[PATCH v5 00/13] Add video damage tracking

Alexander Graf agraf at csgraf.de
Tue Aug 29 08:27:09 CEST 2023


Hi Simon,

On 29.08.23 00:08, Simon Glass wrote:
> Hi Alex,
>
> On Mon, 28 Aug 2023 at 14:24, Alexander Graf <agraf at csgraf.de> wrote:
>>
>> On 28.08.23 19:54, Simon Glass wrote:
>>> Hi Alex,
>>>
>>> On Wed, 23 Aug 2023 at 02:56, Alexander Graf <agraf at csgraf.de> wrote:
>>>> Hey Simon,
>>>>
>>>> On 22.08.23 20:56, Simon Glass wrote:
>>>>> Hi Alex,
>>>>>
>>>>> On Tue, 22 Aug 2023 at 01:47, Alexander Graf <agraf at csgraf.de> wrote:
>>>>>> On 22.08.23 01:03, Simon Glass wrote:
>>>>>>> Hi Alex,
>>>>>>>
>>>>>>> On Mon, 21 Aug 2023 at 16:40, Alexander Graf <agraf at csgraf.de> wrote:
>>>>>>>> On 22.08.23 00:10, Simon Glass wrote:
>>>>>>>>> Hi Alex,
>>>>>>>>>
>>>>>>>>> On Mon, 21 Aug 2023 at 14:20, Alexander Graf <agraf at csgraf.de> wrote:
>>>>>>>>>> On 21.08.23 21:57, Simon Glass wrote:
>>>>>>>>>>> Hi Alex,
>>>>>>>>>>>
>>>>>>>>>>> On Mon, 21 Aug 2023 at 13:33, Alexander Graf <agraf at csgraf.de> wrote:
>>>>>>>>>>>> On 21.08.23 21:11, Simon Glass wrote:
>>>>>>>>>>>>> Hi Alper,
>>>>>>>>>>>>>
>>>>>>>>>>>>> On Mon, 21 Aug 2023 at 07:51, Alper Nebi Yasak <alpernebiyasak at gmail.com> wrote:
>>>>>>>>>>>>>> This is a rebase of Alexander Graf's video damage tracking series, with
>>>>>>>>>>>>>> some tests and other changes. The original cover letter is as follows:
>>>>>>>>>>>>>>
>>>>>>>>>>>>>>> This patch set speeds up graphics output on ARM by a factor of 60x.
>>>>>>>>>>>>>>>
>>>>>>>>>>>>>>> On most ARM SBCs, we keep the frame buffer in DRAM and map it as cached,
>>>>>>>>>>>>>>> but need it accessible by the display controller which reads directly
>>>>>>>>>>>>>>> from a later point of consistency. Hence, we flush the frame buffer to
>>>>>>>>>>>>>>> DRAM on every change. The full frame buffer.

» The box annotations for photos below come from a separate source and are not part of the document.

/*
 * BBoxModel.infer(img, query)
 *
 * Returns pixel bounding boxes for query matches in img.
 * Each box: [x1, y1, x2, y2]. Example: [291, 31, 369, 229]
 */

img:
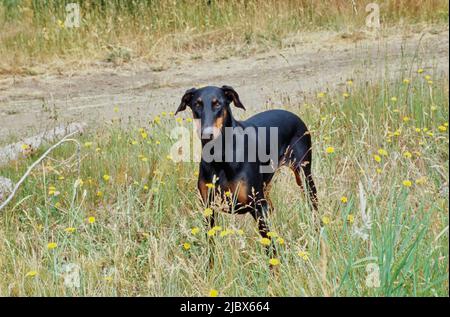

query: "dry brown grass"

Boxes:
[0, 0, 448, 74]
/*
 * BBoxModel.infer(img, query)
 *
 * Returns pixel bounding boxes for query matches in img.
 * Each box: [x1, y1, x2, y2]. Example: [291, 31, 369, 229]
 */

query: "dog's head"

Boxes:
[175, 86, 245, 140]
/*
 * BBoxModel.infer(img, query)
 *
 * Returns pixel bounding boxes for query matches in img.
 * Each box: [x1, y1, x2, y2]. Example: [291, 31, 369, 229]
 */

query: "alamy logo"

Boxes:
[170, 120, 279, 173]
[64, 3, 81, 28]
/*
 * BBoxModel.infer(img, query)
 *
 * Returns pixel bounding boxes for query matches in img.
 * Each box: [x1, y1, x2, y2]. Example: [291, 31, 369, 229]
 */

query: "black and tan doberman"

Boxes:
[175, 86, 317, 248]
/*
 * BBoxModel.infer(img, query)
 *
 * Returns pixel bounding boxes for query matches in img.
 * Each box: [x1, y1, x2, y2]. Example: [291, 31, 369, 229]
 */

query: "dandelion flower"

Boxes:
[259, 238, 270, 246]
[347, 214, 355, 223]
[378, 149, 388, 156]
[325, 146, 334, 154]
[64, 227, 77, 233]
[103, 276, 113, 282]
[47, 242, 58, 250]
[416, 176, 427, 185]
[25, 271, 38, 277]
[403, 180, 412, 187]
[298, 251, 309, 261]
[322, 216, 331, 225]
[269, 258, 280, 266]
[203, 207, 213, 217]
[206, 229, 216, 237]
[209, 289, 219, 297]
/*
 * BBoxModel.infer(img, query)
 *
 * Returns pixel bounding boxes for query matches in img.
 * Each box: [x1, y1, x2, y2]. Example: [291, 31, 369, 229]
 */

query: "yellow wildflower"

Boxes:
[403, 151, 412, 158]
[203, 207, 213, 217]
[64, 227, 77, 233]
[403, 180, 412, 187]
[416, 176, 427, 185]
[298, 251, 309, 261]
[269, 258, 280, 266]
[25, 271, 38, 277]
[378, 149, 388, 156]
[347, 214, 355, 223]
[209, 289, 219, 297]
[47, 242, 58, 250]
[322, 216, 331, 225]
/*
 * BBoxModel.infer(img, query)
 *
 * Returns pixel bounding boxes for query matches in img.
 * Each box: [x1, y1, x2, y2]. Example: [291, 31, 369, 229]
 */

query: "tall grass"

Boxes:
[0, 65, 449, 296]
[0, 0, 448, 73]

>>>>>>>>>>>>> It should not, see below.
>>>>>>>>>>>>>
>>>>>>>>>>>>>>> Unfortunately, with the advent of 4k displays, we are seeing frame buffers
>>>>>>>>>>>>>>> that can take a while to flush out. This was reported by Da Xue with grub,
>>>>>>>>>>>>>>> which happily print 1000s of spaces on the screen to draw a menu. Every
>>>>>>>>>>>>>>> printed space triggers a cache flush.
>>>>>>>>>>>>> That is a bug somewhere in EFI.

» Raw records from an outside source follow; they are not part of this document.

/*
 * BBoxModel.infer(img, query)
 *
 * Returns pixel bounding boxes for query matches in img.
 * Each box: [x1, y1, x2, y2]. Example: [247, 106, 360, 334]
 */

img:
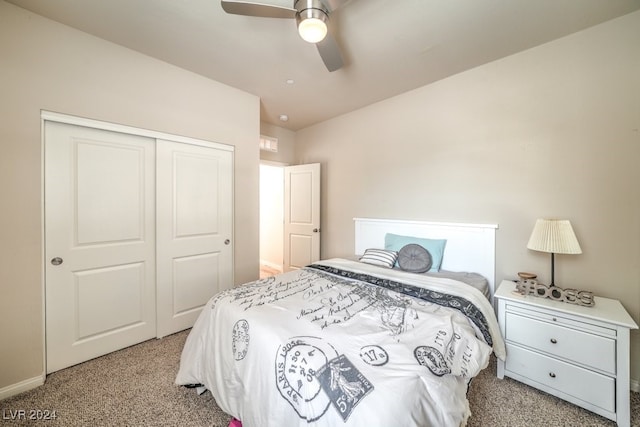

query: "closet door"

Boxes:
[44, 122, 156, 373]
[156, 140, 233, 337]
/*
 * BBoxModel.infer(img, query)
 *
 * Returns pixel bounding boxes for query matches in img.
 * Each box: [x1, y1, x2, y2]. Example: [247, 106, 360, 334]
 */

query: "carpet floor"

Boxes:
[0, 331, 640, 427]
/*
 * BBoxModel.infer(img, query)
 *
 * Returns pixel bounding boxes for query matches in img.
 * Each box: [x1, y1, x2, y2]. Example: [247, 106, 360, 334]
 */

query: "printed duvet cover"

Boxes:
[176, 259, 505, 427]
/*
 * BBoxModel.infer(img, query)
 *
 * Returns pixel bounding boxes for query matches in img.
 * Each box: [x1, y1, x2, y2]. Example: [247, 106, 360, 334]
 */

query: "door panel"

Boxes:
[157, 140, 233, 337]
[284, 163, 320, 271]
[45, 122, 156, 373]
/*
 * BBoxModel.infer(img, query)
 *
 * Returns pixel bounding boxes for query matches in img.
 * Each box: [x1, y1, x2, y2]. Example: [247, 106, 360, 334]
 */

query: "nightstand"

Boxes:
[494, 280, 638, 426]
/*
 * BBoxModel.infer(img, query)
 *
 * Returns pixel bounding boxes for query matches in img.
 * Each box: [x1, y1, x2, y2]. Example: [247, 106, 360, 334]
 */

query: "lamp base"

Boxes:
[516, 279, 595, 307]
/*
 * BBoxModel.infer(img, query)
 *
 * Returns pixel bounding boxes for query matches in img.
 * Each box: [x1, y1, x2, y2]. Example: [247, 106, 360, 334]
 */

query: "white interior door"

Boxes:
[284, 163, 320, 271]
[44, 122, 156, 373]
[156, 140, 233, 337]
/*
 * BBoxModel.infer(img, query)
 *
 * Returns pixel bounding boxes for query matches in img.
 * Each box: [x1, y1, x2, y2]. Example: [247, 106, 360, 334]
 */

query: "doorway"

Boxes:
[260, 163, 320, 277]
[260, 163, 285, 278]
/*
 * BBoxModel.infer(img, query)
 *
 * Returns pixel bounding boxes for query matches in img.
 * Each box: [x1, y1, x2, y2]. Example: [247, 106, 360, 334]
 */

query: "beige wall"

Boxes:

>>>>>>>>>>>> Unfortunately not :). You may call it a bug in grub: It literally prints
>>>>>>>>>>>> over space characters for every character in its menu that it wants
>>>>>>>>>>>> cleared. On every text screen draw.
>>>>>>>>>>>>
>>>>>>>>>>>> This wouldn't be a big issue if we only flush the reactangle that gets
>>>>>>>>>>>> modified. But without this patch set, we're flushing the full DRAM
>>>>>>>>>>>> buffer on every u-boot text console character write, which means for
>>>>>>>>>>>> every character (as that's the only API UEFI has).
>>>>>>>>>>>>
>>>>>>>>>>>> As a nice side effect, we speed up the normal U-Boot text console as
>>>>>>>>>>>> well with this patch set, because even "normal" text prints that write
>>>>>>>>>>>> for example a single line of text on the screen today flush the full
>>>>>>>>>>>> frame buffer to DRAM.
>>>>>>>>>>> No, I mean that it is a bug that U-Boot (apparently) flushes the cache
>>>>>>>>>>> after every character. It doesn't do that for normal character output
>>>>>>>>>>> and I don't think it makes sense to do it for EFI either.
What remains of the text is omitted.